Paragraph 18 of the Working Party’s Opinion supports the Commission’s proposal to permit processing of electronic communications data that is “necessary to maintain or restore the security of electronic communications networks and services” (Article 6(1)(b)). However the Opinion adds that “certain spam detection/filtering and botnet mitigation techniques” should explicitly be permitted. The Working Party thus recognises that users and their devices, not only networks, need protection and help.
Paragraph 26 (page 20) also recommends that installing security updates should be an explicit exception to the normal rule that “interference with equipment” requires the user’s prior consent. Instead the Working Party favour automatic installation of patches without consent – to “ensur[e] that the security of these devices remains up-to-date” – so long as users are informed in advance and have the possibility to turn off automatic installation. Paragraph 41b suggests that an employer could even override an employee’s choice when updating or re-configuring company-issued equipment.
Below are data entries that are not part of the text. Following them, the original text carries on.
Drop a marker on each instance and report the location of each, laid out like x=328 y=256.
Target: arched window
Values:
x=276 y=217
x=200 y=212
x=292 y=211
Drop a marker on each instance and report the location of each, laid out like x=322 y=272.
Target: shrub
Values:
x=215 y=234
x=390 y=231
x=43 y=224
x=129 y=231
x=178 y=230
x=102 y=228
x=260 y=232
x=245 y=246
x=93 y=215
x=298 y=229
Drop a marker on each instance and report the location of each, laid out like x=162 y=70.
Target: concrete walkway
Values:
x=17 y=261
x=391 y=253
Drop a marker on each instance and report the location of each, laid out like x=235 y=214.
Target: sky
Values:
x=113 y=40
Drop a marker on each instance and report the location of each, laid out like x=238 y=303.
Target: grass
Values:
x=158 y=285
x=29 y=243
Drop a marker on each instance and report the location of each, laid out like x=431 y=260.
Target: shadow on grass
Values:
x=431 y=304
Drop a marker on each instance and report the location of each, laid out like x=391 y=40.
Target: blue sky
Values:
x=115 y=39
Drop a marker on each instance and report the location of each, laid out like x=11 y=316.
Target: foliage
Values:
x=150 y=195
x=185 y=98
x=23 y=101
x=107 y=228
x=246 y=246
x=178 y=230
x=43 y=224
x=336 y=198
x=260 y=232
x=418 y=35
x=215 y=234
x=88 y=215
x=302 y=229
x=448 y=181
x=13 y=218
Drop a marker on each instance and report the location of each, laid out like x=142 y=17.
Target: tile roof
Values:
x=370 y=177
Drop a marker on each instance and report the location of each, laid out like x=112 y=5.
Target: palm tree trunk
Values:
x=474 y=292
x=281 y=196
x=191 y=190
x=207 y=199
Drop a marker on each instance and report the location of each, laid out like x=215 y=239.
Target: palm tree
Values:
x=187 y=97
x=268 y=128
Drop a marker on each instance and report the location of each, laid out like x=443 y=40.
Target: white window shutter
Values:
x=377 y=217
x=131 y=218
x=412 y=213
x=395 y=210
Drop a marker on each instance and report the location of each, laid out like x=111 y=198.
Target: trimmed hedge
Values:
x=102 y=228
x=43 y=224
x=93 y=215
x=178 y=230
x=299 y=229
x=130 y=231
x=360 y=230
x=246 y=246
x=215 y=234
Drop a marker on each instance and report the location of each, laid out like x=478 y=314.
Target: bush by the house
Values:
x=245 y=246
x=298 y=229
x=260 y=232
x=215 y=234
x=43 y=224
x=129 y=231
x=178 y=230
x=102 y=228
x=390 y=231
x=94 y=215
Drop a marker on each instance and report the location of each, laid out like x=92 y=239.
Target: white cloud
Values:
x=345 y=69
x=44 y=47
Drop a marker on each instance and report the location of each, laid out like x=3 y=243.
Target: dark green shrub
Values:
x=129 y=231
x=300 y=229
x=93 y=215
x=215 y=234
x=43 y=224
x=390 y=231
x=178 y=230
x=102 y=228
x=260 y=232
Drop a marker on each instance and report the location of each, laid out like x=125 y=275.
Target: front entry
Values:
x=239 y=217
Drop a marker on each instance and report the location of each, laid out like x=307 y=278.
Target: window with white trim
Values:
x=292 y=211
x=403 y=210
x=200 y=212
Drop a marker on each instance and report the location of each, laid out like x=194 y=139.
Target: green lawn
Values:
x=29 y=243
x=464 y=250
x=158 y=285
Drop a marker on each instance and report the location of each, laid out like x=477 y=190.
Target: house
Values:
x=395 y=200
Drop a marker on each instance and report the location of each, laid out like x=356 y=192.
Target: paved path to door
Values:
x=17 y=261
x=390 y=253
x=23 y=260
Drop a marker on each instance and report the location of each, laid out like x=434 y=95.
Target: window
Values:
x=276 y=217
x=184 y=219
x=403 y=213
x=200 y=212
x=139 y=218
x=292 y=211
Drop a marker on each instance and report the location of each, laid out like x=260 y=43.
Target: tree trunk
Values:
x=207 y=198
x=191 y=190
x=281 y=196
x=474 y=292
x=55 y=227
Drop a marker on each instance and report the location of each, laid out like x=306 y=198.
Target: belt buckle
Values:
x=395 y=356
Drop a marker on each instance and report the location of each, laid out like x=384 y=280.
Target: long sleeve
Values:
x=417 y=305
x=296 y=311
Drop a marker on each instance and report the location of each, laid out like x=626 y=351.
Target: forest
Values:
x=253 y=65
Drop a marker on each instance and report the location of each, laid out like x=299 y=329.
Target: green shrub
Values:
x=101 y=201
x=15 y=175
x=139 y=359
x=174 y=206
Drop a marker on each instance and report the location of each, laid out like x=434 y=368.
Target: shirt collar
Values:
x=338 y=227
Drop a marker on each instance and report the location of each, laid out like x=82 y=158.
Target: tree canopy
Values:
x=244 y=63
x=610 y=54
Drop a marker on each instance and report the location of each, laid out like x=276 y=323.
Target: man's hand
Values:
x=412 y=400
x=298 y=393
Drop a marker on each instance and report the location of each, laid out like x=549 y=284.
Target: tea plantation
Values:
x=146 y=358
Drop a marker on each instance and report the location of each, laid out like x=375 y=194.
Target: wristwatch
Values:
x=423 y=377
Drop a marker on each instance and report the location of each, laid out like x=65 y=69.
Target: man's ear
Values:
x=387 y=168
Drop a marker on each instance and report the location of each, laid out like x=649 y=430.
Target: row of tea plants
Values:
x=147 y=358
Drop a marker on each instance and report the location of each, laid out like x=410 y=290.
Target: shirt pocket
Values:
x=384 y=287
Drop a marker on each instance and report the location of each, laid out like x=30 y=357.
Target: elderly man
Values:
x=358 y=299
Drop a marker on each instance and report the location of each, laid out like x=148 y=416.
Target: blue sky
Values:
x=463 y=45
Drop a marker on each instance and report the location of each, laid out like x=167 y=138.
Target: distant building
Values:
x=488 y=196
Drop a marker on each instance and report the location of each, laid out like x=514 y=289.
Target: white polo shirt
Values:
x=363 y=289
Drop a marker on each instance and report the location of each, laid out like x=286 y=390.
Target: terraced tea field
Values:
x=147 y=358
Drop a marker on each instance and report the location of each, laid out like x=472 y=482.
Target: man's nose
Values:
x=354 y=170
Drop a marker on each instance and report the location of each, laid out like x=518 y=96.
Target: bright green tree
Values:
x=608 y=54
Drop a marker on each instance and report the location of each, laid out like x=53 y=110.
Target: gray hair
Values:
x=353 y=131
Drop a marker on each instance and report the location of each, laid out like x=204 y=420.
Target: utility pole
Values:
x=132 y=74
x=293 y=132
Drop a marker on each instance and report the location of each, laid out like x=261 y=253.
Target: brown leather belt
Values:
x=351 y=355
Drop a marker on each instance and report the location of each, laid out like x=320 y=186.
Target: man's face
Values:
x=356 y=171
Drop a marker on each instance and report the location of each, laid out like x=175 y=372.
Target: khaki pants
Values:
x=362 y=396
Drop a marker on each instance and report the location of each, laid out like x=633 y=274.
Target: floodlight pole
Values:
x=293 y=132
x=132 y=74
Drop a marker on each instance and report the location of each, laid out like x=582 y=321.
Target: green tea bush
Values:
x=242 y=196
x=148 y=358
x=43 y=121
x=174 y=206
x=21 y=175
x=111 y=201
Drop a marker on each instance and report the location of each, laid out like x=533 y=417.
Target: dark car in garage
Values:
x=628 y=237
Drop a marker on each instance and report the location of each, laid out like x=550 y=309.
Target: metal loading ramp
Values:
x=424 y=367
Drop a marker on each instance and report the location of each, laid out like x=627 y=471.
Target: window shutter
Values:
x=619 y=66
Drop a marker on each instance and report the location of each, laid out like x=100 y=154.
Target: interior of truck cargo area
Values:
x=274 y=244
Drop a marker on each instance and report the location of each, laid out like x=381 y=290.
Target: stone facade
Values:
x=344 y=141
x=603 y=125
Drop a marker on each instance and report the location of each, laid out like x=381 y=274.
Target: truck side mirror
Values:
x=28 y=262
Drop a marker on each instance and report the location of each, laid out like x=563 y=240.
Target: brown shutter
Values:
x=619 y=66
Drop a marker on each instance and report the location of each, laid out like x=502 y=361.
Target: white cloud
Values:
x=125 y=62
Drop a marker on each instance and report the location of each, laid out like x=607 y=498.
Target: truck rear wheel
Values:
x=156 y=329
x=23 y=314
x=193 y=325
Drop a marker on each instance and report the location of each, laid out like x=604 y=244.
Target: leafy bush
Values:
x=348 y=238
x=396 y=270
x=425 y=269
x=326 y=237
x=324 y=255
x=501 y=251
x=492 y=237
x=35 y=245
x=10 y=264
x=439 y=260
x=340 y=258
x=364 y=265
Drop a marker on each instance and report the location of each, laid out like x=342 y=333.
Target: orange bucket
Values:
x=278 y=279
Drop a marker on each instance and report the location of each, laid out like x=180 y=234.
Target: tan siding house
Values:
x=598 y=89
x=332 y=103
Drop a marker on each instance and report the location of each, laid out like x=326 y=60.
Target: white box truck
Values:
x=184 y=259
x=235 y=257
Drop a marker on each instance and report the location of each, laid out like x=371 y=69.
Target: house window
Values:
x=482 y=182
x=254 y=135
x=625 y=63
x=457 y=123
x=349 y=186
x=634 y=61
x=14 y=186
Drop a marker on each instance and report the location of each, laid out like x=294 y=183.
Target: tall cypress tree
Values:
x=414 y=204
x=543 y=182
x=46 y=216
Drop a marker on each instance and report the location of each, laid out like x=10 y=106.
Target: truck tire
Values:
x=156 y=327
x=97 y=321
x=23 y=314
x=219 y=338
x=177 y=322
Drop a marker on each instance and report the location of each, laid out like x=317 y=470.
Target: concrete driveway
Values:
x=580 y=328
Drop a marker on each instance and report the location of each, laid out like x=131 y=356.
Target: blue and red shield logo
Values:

Finally, in paragraph 35 the Working Party “welcomes” the requirement on service providers to inform users about security risks: “if a service provider detects that a user’s device is infected with malware and has become part of a bot-net, this provision seems to put a direct obligation on the provider to inform the user about the resulting risks”. In the past I’ve been told of other countries’ regulators prohibiting ISPs from informing their customers when we passed on botnet warnings, so this positive encouragement of this practice is good news for all of us.
Whether or not these proposals are reflected in the final legislation, security and incident response teams now have a clear endorsement of their activities from privacy and data protection regulators.